Nachodzi was czasem ochota na produkt, za którym nie przepadacie lub którego wręcz nie lubicie? Mnie owszem. O powracającej raz na kilka lat potrzebie kupienia Bounty’ego pisałam już nie raz. Zawsze po pierwszym gryzie uznaję, że baton jest niedobry, przez co męczę się podczas reszty degustacji. A potem i tak potrzeba wraca – kosmos! Nie potrafię pojąć, z czego wynika.
Niedawno podobna historia rozegrała się z waflami ryżowymi w roli głównej. Nie dość, że nie przepadam za waflami wykonanymi z ryżu – co innego bazujące na kukurydzy, te uwielbiam – to jeszcze denerwują mnie propozycje tak grube jak Wafle ryżowe wieloziarniste Pano z Biedronki. Cóż jednak mogłam poradzić, skoro pewnego dnia na myśl o nich zalałam się śliną, a organizm niechybnie wypowiedziałby mi życie, gdybym nie dostarczyła mu paczki? Dobrze, że potrzebę zaspokoił jeden wariant smakowy.

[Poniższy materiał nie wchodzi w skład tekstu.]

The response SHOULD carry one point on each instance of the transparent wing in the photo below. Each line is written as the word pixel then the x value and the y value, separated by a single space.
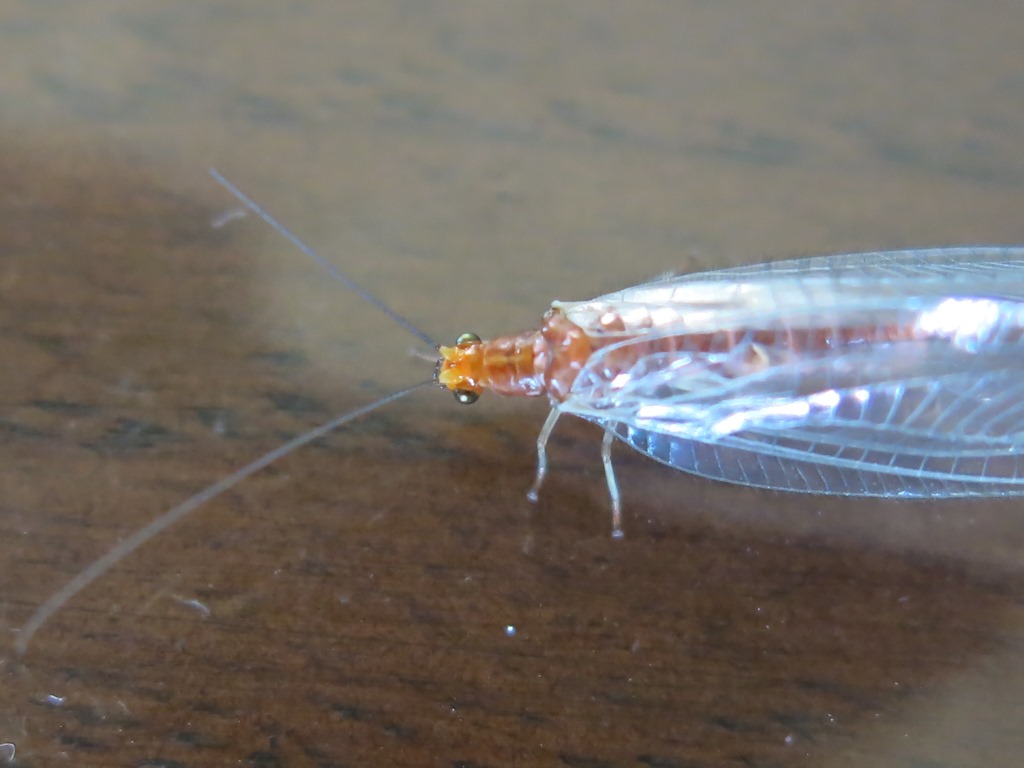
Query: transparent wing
pixel 943 263
pixel 936 417
pixel 825 287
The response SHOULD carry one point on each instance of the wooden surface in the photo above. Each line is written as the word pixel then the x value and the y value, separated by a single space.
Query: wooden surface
pixel 388 596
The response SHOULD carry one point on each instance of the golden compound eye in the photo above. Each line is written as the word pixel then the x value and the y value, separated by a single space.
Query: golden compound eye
pixel 466 396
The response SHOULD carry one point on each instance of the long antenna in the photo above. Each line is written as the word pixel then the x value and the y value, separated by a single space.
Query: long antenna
pixel 350 284
pixel 147 531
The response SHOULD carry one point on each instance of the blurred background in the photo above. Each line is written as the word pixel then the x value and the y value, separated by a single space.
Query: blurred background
pixel 388 596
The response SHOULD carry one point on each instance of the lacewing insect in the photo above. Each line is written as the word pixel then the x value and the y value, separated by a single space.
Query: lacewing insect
pixel 896 374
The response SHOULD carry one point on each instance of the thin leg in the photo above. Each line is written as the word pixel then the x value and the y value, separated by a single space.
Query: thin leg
pixel 542 454
pixel 609 476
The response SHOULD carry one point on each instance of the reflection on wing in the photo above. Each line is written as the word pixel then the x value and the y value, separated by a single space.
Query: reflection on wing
pixel 936 413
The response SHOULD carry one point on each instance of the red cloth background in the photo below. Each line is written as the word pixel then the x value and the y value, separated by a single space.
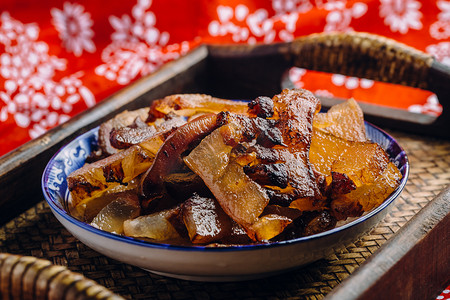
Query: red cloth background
pixel 58 58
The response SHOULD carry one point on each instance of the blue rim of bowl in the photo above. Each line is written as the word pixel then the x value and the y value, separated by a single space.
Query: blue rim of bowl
pixel 57 208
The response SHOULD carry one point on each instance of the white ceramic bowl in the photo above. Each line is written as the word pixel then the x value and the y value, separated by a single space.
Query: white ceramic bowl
pixel 207 263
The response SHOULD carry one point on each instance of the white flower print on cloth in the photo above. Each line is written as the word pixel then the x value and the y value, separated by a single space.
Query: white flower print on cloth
pixel 244 26
pixel 441 52
pixel 295 76
pixel 30 94
pixel 401 15
pixel 74 27
pixel 351 83
pixel 440 29
pixel 138 47
pixel 341 16
pixel 431 107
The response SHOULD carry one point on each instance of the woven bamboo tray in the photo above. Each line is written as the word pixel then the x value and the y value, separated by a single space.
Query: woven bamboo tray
pixel 246 72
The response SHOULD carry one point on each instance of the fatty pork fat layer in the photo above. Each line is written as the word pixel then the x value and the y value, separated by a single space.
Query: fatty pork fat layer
pixel 203 170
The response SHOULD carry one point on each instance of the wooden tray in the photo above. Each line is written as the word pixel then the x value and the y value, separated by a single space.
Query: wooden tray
pixel 249 71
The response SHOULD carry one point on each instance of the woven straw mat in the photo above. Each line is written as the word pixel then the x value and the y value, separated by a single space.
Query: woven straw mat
pixel 37 233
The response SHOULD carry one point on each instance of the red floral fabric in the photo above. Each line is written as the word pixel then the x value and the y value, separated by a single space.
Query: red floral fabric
pixel 57 58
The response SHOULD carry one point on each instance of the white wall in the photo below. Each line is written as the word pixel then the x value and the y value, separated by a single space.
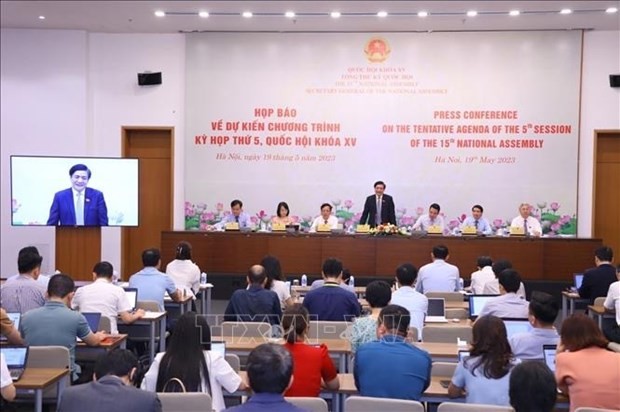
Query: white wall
pixel 600 109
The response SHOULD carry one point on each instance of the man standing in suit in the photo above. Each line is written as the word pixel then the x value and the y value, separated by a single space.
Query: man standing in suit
pixel 112 388
pixel 79 205
pixel 379 208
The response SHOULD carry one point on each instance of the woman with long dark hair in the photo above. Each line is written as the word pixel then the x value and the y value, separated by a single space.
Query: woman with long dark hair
pixel 483 377
pixel 188 359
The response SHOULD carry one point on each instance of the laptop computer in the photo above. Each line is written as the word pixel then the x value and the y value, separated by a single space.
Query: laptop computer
pixel 436 311
pixel 16 358
pixel 476 303
pixel 549 356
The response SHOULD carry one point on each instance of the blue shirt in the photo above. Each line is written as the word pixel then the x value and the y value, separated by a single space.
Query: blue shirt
pixel 331 302
pixel 392 368
pixel 272 402
pixel 152 285
pixel 255 304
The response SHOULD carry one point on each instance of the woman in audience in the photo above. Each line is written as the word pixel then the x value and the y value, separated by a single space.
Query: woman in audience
pixel 483 376
pixel 584 369
pixel 378 295
pixel 189 359
pixel 311 363
pixel 184 272
pixel 275 280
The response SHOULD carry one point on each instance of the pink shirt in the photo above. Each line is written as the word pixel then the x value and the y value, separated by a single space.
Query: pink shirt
pixel 592 376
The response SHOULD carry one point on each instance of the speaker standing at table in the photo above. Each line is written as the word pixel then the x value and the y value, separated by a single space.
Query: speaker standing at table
pixel 379 208
pixel 79 205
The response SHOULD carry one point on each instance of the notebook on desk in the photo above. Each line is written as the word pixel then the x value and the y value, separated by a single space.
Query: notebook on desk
pixel 16 358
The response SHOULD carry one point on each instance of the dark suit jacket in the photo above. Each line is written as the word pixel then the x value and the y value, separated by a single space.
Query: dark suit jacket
pixel 106 395
pixel 62 211
pixel 388 215
pixel 596 282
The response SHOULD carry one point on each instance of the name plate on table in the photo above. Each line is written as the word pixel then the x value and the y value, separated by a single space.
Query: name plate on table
pixel 231 226
pixel 469 231
pixel 434 230
pixel 278 227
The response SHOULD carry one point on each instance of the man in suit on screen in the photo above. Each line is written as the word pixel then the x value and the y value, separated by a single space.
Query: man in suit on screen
pixel 79 205
pixel 379 208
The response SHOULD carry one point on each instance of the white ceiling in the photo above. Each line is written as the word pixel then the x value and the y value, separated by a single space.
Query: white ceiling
pixel 312 16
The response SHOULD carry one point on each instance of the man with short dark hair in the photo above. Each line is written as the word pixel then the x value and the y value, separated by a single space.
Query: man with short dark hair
pixel 111 388
pixel 330 301
pixel 508 304
pixel 24 292
pixel 392 367
pixel 543 310
pixel 378 208
pixel 254 304
pixel 102 296
pixel 438 276
pixel 270 374
pixel 55 324
pixel 596 281
pixel 532 388
pixel 151 283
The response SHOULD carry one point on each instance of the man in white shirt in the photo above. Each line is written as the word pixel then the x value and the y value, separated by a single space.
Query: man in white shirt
pixel 326 218
pixel 492 286
pixel 531 226
pixel 102 296
pixel 431 219
pixel 543 310
pixel 483 275
pixel 439 276
pixel 611 327
pixel 508 304
pixel 407 297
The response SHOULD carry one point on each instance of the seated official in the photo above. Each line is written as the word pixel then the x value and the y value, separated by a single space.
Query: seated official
pixel 491 287
pixel 483 376
pixel 532 388
pixel 24 293
pixel 55 324
pixel 189 359
pixel 326 218
pixel 270 374
pixel 112 388
pixel 508 304
pixel 312 366
pixel 584 369
pixel 378 295
pixel 438 276
pixel 255 304
pixel 102 296
pixel 392 367
pixel 543 310
pixel 409 298
pixel 151 283
pixel 330 301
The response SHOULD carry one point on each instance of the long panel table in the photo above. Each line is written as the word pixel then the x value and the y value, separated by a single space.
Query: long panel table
pixel 234 252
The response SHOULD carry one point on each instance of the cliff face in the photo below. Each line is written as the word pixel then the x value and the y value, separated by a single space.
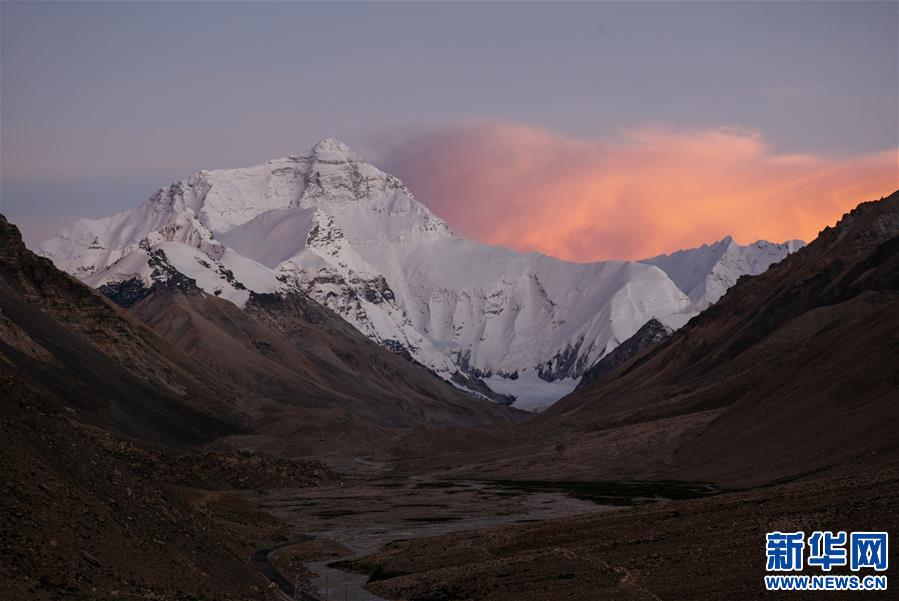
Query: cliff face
pixel 799 362
pixel 66 342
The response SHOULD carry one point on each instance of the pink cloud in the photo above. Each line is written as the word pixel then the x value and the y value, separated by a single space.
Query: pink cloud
pixel 654 190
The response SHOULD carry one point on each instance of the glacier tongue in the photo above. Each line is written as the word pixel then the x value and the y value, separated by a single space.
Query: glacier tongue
pixel 354 239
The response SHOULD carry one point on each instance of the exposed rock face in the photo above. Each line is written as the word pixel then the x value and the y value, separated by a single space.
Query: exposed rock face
pixel 798 364
pixel 707 272
pixel 354 239
pixel 652 332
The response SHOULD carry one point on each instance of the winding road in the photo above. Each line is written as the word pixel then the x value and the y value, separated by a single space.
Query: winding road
pixel 262 562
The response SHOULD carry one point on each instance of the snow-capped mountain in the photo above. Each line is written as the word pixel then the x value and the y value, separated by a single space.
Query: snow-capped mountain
pixel 354 239
pixel 705 273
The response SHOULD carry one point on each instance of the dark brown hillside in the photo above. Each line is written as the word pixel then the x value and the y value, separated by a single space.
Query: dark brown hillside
pixel 802 362
pixel 68 343
pixel 289 350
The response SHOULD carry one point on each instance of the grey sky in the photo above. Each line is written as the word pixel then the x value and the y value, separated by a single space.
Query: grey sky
pixel 104 102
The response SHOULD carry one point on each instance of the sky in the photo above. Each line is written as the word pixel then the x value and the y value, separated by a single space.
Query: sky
pixel 587 131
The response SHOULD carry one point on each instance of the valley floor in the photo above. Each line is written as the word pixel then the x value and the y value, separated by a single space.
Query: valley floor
pixel 426 539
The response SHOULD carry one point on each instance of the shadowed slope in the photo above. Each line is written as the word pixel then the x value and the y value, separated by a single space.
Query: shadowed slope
pixel 66 341
pixel 801 361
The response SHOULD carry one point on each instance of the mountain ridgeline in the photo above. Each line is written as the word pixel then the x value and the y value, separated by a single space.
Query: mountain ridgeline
pixel 327 225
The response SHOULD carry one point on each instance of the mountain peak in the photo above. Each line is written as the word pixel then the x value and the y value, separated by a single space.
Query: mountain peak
pixel 331 149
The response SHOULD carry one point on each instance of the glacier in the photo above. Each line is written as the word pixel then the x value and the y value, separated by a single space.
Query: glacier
pixel 353 238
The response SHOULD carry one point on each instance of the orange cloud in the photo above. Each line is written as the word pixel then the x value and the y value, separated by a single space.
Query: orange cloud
pixel 655 190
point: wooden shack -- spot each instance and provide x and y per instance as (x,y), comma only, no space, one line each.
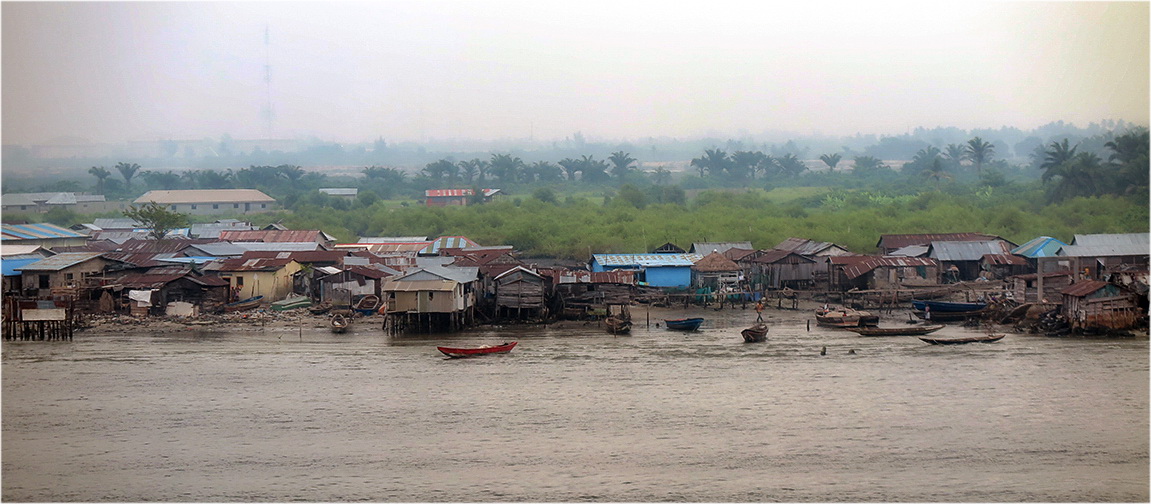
(1097,305)
(1026,288)
(521,292)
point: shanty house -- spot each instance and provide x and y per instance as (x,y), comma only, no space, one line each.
(1097,257)
(207,201)
(455,197)
(782,268)
(65,272)
(167,285)
(1094,304)
(432,298)
(250,277)
(670,270)
(812,249)
(890,243)
(962,260)
(1026,288)
(521,291)
(882,272)
(45,235)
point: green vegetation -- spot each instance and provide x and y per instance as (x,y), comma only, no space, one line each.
(579,205)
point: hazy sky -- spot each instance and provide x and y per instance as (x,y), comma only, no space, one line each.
(412,70)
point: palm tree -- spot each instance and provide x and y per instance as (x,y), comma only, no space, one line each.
(936,172)
(100,173)
(661,176)
(831,160)
(128,170)
(505,166)
(292,173)
(1058,153)
(980,152)
(1129,157)
(570,166)
(1074,177)
(622,163)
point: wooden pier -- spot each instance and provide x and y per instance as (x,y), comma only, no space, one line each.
(38,319)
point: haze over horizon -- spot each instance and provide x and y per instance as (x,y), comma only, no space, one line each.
(485,70)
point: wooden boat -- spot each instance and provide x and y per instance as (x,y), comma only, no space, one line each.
(845,318)
(947,306)
(617,325)
(292,303)
(244,304)
(755,334)
(908,330)
(367,305)
(988,338)
(948,317)
(340,323)
(477,351)
(691,323)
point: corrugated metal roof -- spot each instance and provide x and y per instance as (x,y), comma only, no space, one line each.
(1108,245)
(448,242)
(205,196)
(890,242)
(12,265)
(1043,246)
(1004,260)
(340,191)
(395,239)
(967,251)
(43,230)
(706,247)
(646,260)
(875,261)
(1083,288)
(60,261)
(279,246)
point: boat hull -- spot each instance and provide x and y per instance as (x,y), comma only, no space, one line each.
(911,330)
(456,353)
(755,334)
(947,306)
(988,338)
(684,323)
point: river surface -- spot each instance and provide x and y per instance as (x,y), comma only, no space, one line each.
(574,414)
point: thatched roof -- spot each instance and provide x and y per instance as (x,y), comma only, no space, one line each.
(715,261)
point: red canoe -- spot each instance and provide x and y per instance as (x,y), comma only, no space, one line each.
(477,351)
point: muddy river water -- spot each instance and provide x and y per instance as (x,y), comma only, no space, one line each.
(574,414)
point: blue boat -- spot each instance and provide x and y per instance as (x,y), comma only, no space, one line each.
(948,307)
(684,323)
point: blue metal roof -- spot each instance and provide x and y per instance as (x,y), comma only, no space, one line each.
(38,231)
(10,265)
(646,260)
(1043,246)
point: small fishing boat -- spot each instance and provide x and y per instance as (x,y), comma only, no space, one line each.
(908,330)
(367,305)
(684,323)
(755,334)
(618,325)
(477,351)
(340,323)
(988,338)
(946,306)
(292,303)
(833,317)
(948,317)
(244,304)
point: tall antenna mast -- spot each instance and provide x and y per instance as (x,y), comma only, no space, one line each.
(266,113)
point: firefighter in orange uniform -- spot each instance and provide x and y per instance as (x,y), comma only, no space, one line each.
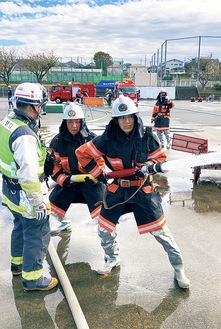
(161,117)
(125,144)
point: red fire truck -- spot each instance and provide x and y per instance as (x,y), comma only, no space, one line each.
(63,93)
(126,88)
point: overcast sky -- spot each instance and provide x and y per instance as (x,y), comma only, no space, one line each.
(128,30)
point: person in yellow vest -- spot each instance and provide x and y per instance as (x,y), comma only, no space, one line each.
(24,190)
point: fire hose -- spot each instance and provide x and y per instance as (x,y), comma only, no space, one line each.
(187,162)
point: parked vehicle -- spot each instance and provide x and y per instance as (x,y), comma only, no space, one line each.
(126,88)
(63,93)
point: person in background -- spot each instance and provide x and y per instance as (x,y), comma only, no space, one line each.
(109,96)
(125,144)
(24,191)
(79,96)
(73,132)
(10,101)
(161,117)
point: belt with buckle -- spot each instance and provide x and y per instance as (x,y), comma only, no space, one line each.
(129,183)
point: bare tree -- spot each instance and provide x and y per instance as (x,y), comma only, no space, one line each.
(39,64)
(7,63)
(208,70)
(102,61)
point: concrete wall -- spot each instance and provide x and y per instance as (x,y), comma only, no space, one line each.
(145,79)
(152,92)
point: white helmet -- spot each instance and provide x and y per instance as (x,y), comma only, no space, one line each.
(123,106)
(73,111)
(30,93)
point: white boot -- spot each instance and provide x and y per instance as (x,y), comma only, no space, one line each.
(59,224)
(109,265)
(166,239)
(180,277)
(111,250)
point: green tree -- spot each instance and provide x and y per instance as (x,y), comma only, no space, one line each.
(7,64)
(102,61)
(39,64)
(207,70)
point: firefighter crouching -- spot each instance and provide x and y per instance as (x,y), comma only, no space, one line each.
(73,132)
(125,144)
(22,158)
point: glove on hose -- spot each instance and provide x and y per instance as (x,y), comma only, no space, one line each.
(67,182)
(152,169)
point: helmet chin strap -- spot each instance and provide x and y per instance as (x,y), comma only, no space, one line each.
(35,111)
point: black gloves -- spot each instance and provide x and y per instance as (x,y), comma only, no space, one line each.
(67,183)
(102,178)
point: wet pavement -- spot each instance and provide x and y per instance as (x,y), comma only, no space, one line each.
(142,293)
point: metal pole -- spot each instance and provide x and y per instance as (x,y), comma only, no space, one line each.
(73,303)
(157,65)
(198,64)
(161,62)
(165,58)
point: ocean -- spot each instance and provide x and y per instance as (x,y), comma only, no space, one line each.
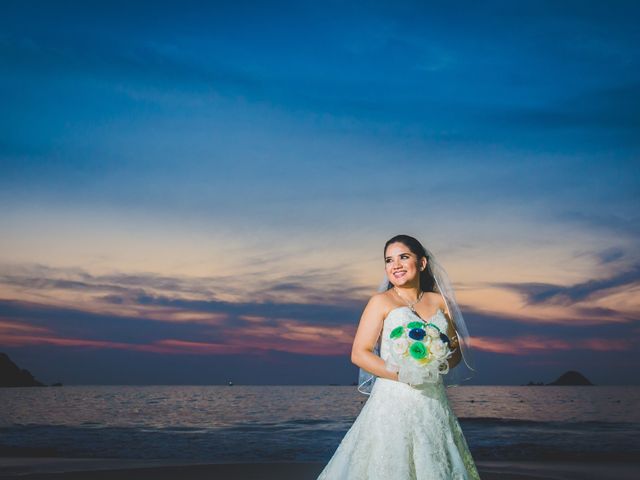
(245,424)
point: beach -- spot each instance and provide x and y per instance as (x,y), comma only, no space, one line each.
(107,469)
(291,432)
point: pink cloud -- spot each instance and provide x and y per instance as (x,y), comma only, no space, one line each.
(535,344)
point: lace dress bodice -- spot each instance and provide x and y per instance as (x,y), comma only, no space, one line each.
(403,432)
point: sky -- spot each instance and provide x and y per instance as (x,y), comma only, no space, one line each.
(198,192)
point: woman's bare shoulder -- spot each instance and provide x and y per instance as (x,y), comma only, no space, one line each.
(380,302)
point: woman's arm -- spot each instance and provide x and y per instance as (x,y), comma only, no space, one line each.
(452,334)
(369,328)
(453,337)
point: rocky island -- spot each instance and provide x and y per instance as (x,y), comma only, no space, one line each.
(12,376)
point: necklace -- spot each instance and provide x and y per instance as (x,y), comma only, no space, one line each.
(409,304)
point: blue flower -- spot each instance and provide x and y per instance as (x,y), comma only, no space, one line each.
(417,333)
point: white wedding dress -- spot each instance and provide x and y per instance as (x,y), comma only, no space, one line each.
(403,432)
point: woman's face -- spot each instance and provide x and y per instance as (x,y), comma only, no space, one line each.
(402,265)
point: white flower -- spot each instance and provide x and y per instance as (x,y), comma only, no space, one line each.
(438,349)
(432,331)
(400,346)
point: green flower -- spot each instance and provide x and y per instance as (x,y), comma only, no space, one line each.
(418,350)
(397,332)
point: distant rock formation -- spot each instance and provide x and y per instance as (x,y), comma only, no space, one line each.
(571,378)
(12,376)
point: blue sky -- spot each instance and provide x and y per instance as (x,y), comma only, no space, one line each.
(184,179)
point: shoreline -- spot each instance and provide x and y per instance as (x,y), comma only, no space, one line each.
(56,468)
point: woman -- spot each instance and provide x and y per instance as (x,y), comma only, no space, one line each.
(406,431)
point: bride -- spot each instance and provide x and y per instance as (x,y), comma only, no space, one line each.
(406,430)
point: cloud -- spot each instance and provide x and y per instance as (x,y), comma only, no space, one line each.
(547,293)
(531,344)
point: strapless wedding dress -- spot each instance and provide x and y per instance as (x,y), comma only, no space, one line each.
(403,432)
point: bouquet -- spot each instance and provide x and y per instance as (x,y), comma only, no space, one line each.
(419,352)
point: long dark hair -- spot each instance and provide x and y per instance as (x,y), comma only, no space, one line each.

Wafle ryżowe wieloziarniste *Pano* (Biedronka)
Na szali wad stanęły baza wafli i grubość. Na szali zalet producent (Good Food) i dzika ochota, niemożliwa do ujarzmienia w sposób inny niż poprzez zaspokojenie potrzeby. Ponieważ ta ostatnia przeważyłaby niemal każdą cechę, wieloziarniste wafle ryżowe z Biedronki upolowałam natychmiast. W stugramowej paczce czekało na mnie dziesięć przesadnie grubych krążków, bladych jak na dmuchany ryż przystało, ale z elementami żółtymi (wyglądającymi jak kukurydziana podróbka) i ciemnymi (ziarnistymi dodatkami).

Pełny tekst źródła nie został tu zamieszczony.